In this paper we present a case study of FC, a savant autistic adult, which may cast a new light on the nature of this link. FC is exceptional at several levels. First, he possesses multiple perceptual and non-perceptual savant abilities, among which some (e.g., calendar calculation) are in classical savant areas but others (e.g., absolute pitch) are marginally if at all considered to be savant abilities. Second, despite limited verbal abilities, FC is able to provide spoken accounts of some of his methods, providing exceptional information on the way they progress with time. Third, FC also possesses some synesthesia-like associations. We will report a description and empirical study of FC’s abilities as well as his own accounts of the acquisition of these abilities.

Case Report

Developmental History

FC was born by cesarean section to a 23-year-old mother following an uncomplicated 42-week pregnancy. He weighed 2.62 kg and measured 47 cm at birth. He has one older brother and one younger sister who are both typically developing. His mother is the youngest of a family of three and his father is the 9th child from a family of 10. One cousin on his father’s side presents an intellectual disability and another suffers from major thalassemia; there was nothing relevant to report on his mother’s side. Both parents operate a restaurant, although his father is trained as an electrician.

FC’s first year of life was marked by repeated ear infections with bilateral myringotomy and, retrospectively, atypical calmness and hypo-activity. Motor milestones were unremarkable. At the age of two, his parents suspected atypical development based on absence of speech, as well as presence of swaying and excessive quietness. A 2-week stay in a neurological hospital revealed normal physical and auditory functions, but a suspected childhood psychosis, a frequent diagnosis for French autistic toddlers at the time. FC started attending a nursery school at the age of three. By 5 years of age, FC still did not utter a single word but used his parents’ hands to communicate his needs, or emitted small noises. His first word was his brother’s name and by age six, his vocabulary was only 10 words. At this age, immediate echolalia appeared and FC’s spoken language then evolved from echolalia to standard use of speech. Between 5 and 10 years, he received regular speech therapy support, attended a mainstream school, and followed a specific program in an outpatient clinic for children with learning disability. FC was in this period able to read without apparent understanding of what he was reading, but by the age of 10 was able to read, write, and count typically. He used to cover his ears with his hands or run away when he was confronted with unknown or loud sounds.
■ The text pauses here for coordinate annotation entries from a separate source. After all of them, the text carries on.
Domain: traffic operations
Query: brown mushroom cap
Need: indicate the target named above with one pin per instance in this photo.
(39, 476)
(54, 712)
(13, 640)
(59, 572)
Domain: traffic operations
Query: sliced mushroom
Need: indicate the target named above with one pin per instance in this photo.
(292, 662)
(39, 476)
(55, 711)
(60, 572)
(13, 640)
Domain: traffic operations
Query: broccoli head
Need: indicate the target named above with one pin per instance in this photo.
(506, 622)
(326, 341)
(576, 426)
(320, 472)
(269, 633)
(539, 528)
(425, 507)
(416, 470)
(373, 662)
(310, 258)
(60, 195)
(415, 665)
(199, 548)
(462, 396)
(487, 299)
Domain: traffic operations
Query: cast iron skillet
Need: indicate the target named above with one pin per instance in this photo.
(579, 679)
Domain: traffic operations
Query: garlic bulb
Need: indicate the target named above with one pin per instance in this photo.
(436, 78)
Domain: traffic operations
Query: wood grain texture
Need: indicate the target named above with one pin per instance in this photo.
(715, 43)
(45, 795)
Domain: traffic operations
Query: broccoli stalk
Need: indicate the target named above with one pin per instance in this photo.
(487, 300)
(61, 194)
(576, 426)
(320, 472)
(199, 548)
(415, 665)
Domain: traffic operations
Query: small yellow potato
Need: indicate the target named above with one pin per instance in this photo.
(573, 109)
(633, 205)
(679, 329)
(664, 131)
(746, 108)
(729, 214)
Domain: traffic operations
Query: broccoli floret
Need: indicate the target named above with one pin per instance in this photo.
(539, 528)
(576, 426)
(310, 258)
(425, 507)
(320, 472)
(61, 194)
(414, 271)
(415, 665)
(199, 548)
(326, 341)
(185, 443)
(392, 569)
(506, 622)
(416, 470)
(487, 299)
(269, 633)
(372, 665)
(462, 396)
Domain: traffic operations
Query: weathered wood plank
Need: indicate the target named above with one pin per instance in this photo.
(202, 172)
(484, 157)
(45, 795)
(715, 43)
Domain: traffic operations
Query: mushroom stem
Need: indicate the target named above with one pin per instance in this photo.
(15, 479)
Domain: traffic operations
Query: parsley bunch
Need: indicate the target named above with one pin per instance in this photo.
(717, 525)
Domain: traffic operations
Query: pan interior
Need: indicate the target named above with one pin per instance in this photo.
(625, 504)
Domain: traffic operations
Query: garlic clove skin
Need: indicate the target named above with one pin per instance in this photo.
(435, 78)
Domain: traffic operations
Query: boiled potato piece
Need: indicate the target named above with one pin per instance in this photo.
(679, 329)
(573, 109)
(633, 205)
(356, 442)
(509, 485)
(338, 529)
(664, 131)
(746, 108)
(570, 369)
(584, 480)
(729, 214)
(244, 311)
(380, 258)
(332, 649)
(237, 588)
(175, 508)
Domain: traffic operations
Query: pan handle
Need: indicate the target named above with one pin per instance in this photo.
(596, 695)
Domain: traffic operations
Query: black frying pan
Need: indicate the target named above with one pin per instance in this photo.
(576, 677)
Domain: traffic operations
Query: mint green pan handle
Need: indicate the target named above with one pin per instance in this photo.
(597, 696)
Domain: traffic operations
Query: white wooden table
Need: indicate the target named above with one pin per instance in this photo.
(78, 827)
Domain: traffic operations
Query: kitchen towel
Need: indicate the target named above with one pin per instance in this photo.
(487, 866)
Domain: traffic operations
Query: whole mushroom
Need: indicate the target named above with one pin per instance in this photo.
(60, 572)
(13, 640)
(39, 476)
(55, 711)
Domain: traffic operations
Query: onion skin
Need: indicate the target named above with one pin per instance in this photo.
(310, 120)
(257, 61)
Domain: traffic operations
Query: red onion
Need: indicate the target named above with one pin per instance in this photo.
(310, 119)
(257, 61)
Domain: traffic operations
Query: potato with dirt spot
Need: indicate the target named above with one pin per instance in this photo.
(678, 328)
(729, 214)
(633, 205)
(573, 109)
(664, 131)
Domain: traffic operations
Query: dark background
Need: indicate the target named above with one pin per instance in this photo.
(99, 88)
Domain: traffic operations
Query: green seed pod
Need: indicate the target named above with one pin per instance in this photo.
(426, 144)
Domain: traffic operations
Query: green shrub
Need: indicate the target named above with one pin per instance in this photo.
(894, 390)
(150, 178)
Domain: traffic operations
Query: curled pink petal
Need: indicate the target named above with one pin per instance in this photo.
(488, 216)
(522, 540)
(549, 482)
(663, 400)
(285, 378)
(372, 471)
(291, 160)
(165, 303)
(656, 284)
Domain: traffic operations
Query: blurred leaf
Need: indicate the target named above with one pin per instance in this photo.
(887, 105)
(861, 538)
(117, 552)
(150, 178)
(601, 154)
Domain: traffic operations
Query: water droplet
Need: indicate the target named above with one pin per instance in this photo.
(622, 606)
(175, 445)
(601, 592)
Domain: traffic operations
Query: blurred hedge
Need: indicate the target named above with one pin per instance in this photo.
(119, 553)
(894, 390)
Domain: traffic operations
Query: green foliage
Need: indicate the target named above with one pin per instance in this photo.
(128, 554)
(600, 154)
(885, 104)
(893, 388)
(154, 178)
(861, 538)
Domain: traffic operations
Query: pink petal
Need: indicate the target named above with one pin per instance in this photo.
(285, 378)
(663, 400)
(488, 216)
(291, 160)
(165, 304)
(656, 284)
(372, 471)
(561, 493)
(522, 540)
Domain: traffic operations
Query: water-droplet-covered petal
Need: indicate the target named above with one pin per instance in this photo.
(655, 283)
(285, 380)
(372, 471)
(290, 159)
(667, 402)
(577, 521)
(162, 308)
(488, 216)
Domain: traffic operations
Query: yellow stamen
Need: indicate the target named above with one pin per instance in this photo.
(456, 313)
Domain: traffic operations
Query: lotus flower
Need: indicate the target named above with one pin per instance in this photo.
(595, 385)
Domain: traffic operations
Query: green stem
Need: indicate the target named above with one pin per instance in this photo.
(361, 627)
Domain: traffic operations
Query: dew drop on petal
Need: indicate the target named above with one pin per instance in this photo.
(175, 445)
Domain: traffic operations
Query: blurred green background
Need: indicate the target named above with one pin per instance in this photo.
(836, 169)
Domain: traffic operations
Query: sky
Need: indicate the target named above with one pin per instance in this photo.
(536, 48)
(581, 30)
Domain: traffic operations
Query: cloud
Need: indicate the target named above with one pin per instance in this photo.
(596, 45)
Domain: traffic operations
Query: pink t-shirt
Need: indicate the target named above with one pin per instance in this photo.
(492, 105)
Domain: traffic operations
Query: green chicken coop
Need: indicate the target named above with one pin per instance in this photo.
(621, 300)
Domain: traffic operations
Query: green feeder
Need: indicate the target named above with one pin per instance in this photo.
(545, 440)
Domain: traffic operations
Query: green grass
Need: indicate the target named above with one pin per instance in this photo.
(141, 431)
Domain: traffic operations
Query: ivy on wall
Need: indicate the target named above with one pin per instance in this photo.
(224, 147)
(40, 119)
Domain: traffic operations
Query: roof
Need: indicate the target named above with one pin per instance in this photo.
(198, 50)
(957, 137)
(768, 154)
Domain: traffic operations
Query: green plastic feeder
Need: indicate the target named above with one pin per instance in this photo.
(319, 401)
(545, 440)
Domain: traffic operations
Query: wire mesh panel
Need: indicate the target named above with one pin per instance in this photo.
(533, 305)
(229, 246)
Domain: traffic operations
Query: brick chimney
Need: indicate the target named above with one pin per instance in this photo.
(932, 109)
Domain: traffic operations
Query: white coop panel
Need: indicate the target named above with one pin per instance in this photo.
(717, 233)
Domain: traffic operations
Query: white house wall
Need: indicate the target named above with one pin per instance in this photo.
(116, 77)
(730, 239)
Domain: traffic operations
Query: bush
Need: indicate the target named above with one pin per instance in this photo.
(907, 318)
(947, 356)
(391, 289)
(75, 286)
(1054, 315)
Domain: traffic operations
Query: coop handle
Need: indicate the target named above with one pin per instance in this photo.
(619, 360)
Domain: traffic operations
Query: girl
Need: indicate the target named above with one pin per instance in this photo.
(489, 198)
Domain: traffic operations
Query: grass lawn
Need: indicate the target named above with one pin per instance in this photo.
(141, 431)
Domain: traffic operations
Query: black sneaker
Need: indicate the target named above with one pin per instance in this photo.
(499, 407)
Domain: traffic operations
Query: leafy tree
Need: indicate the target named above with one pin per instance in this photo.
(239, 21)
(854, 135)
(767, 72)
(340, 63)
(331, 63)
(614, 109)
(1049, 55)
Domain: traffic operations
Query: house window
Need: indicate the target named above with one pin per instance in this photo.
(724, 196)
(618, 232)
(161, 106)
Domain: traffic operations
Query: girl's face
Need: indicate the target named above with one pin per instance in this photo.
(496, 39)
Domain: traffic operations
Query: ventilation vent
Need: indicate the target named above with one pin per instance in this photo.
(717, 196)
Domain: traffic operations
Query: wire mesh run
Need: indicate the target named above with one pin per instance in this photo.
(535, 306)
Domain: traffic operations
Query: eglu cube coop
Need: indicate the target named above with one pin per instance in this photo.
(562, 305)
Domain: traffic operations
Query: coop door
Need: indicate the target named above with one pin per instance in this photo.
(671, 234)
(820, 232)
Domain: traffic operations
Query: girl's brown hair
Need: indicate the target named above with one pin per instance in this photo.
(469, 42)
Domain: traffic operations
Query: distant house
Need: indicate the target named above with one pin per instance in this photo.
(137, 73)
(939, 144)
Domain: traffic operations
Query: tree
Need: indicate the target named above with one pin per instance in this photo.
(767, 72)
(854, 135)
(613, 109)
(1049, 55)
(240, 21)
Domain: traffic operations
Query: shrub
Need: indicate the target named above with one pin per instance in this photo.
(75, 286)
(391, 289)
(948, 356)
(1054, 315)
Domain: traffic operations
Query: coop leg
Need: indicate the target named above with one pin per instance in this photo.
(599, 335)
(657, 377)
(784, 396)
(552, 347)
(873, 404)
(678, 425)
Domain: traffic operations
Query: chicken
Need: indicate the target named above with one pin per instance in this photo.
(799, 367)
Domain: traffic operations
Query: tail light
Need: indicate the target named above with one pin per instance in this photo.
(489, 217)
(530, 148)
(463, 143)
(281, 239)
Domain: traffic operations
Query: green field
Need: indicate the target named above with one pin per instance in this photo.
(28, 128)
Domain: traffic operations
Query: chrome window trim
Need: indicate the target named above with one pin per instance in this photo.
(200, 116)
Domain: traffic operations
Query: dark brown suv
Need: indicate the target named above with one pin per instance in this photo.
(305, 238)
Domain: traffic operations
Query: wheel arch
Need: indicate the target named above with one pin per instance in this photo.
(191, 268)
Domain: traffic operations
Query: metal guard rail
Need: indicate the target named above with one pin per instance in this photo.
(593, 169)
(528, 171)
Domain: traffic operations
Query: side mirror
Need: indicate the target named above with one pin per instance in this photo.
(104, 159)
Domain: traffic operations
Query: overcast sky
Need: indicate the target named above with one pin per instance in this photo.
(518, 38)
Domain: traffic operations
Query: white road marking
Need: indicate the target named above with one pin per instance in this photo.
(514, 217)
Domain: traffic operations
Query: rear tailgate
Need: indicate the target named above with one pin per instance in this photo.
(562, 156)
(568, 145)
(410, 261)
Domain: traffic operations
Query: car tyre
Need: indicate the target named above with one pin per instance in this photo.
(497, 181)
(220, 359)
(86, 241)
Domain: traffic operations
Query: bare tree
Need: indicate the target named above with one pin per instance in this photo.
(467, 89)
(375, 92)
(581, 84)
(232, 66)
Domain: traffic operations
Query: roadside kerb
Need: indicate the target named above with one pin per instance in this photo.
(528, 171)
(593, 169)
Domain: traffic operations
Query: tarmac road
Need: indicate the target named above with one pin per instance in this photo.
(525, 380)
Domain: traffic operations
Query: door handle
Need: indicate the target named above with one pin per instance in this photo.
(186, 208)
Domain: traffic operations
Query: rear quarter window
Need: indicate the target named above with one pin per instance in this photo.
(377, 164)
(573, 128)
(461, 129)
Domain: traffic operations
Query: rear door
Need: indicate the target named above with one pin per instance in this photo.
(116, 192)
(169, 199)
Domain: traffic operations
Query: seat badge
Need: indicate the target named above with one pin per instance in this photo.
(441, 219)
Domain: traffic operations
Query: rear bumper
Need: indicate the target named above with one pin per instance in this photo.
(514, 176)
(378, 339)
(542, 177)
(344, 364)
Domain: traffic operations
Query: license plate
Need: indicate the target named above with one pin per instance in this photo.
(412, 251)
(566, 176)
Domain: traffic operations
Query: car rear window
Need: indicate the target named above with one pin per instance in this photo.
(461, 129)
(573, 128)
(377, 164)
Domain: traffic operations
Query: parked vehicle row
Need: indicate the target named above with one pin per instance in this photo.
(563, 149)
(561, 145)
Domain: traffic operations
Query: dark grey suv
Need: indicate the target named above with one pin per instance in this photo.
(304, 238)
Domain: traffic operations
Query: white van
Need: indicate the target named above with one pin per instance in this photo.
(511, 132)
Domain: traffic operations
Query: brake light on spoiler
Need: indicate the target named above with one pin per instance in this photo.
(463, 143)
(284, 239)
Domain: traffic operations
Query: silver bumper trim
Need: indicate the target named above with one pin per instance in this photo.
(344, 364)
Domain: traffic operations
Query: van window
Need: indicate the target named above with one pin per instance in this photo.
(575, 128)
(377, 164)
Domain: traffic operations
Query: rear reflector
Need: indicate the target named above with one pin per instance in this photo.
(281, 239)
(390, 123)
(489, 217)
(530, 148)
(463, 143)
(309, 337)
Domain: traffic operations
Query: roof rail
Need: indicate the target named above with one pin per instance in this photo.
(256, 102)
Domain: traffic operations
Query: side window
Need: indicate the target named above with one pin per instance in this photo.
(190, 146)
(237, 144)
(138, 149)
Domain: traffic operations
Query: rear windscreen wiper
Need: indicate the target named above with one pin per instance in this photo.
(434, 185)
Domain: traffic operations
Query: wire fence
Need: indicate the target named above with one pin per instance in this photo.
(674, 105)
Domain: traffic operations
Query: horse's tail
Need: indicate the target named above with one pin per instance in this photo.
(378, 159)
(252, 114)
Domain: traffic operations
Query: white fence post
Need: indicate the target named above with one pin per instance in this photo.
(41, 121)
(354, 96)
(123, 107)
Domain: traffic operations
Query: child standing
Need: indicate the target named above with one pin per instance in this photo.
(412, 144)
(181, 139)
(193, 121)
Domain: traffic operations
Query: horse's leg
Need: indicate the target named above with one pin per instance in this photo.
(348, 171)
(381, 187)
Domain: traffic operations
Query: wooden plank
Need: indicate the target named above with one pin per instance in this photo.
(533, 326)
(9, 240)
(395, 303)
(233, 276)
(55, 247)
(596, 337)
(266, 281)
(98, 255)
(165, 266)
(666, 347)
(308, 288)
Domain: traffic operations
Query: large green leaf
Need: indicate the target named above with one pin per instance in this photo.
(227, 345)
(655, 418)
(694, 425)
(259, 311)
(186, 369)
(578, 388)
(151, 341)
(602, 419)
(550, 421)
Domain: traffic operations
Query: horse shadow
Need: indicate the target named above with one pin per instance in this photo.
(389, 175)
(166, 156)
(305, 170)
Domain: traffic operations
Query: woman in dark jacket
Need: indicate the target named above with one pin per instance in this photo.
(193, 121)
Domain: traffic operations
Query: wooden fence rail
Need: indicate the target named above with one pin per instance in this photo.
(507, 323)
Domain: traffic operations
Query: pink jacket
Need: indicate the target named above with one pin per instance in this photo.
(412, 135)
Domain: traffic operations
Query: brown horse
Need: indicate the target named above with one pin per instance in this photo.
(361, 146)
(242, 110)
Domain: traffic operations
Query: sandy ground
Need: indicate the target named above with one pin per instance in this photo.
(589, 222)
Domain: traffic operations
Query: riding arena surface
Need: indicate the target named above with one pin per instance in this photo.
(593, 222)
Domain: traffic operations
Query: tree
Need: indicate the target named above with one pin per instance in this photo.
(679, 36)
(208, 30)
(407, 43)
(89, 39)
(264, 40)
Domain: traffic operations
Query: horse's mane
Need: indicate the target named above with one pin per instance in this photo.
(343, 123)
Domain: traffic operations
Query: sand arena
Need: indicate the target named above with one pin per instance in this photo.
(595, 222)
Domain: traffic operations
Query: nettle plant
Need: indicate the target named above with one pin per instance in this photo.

The diagnosis of autism was given at 11 years and 7 months by a professional clinician, on the basis of above-threshold past and current ADI (Le Couteur et al., 1989) algorithm scores in the four areas of social interaction, communication, restricted interests and repetitive behaviors and age of concern. His CARS score (Schopler et al., 1980) at this age was 31, above the threshold for autism. As a teen, he was integrated in a specialized school for neurodevelopmental disorders.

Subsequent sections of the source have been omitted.